America’s Mask Challenge calls on companies and organizations to help get 200 million cloth masks to 40 million students, teachers and school staff at 56,000 schools receiving federal Title I funding. That translates roughly to five washable masks per person, delivered during the second half of the 2020-2021 school year. Distribution is starting in mid-December.
Keeping students, teachers and staff safe requires adequate resources. A typical school district with about 3,700 students needed about $1.8 million to reopen this fall, according to some estimates. That covers cleaning, extra staff and masks. But many schools serving high percentages of children from low-wage families have had to scramble for essential supplies. Schools in high-poverty districts are historically underfunded, and low-wage families can’t make up the difference. Too often, teachers use their own resources to provide basics for America’s most vulnerable children.

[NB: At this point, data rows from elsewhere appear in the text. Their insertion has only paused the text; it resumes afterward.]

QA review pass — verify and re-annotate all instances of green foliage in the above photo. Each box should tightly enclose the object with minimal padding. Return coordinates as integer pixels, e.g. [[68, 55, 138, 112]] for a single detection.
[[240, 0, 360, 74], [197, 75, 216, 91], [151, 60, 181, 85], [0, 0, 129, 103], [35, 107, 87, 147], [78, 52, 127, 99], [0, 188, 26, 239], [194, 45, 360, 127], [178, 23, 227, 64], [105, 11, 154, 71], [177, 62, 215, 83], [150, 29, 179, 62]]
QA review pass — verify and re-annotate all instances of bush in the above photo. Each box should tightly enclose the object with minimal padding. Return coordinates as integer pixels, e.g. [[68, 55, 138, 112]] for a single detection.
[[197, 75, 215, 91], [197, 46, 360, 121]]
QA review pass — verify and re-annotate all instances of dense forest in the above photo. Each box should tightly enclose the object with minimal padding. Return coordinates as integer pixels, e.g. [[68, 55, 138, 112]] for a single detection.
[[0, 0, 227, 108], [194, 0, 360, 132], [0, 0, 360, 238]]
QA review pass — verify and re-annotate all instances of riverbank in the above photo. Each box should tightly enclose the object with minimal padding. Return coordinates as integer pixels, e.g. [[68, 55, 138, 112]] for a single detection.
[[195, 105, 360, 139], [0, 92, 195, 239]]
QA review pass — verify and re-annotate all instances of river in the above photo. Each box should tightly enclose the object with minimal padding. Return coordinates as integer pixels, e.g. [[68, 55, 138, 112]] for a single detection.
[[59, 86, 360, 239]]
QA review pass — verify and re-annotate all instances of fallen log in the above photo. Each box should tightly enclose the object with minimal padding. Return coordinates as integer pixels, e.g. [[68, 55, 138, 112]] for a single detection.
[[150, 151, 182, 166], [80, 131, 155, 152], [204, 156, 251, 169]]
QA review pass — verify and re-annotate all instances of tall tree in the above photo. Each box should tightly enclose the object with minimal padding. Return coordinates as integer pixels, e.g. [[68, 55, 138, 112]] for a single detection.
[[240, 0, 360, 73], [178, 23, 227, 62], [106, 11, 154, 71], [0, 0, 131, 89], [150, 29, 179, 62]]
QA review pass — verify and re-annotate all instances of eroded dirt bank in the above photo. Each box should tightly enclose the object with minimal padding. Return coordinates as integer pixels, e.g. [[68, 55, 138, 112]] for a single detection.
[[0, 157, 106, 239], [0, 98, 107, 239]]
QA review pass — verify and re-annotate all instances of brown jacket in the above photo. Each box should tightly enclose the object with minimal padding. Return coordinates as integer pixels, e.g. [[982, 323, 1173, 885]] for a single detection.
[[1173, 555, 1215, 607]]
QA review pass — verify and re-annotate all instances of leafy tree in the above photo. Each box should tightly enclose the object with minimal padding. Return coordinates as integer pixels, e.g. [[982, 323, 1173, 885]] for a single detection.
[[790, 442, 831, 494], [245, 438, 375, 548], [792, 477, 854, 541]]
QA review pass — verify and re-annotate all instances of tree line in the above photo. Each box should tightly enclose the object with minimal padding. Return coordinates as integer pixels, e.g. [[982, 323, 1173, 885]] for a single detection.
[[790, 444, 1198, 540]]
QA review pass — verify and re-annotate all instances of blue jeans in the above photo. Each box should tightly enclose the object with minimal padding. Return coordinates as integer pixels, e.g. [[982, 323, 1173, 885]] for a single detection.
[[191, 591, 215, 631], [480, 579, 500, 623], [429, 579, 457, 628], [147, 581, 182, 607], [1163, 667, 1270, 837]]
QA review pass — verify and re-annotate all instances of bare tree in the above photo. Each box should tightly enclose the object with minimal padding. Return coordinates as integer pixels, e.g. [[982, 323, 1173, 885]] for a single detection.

The Challenge is led by United Way Worldwide, the world’s largest privately-funded nonprofit. Key partners in this effort are The Business Roundtable, a nonprofit comprising 182 CEOs of major United States companies, and the CDC Foundation.
HanesBrands Inc., a leading global marketer of branded everyday basic apparel, is the first company to join the Challenge, with a donation of 25 million masks. Hanes will produce the masks at cost, and coordinate with United Way and school leaders on delivery.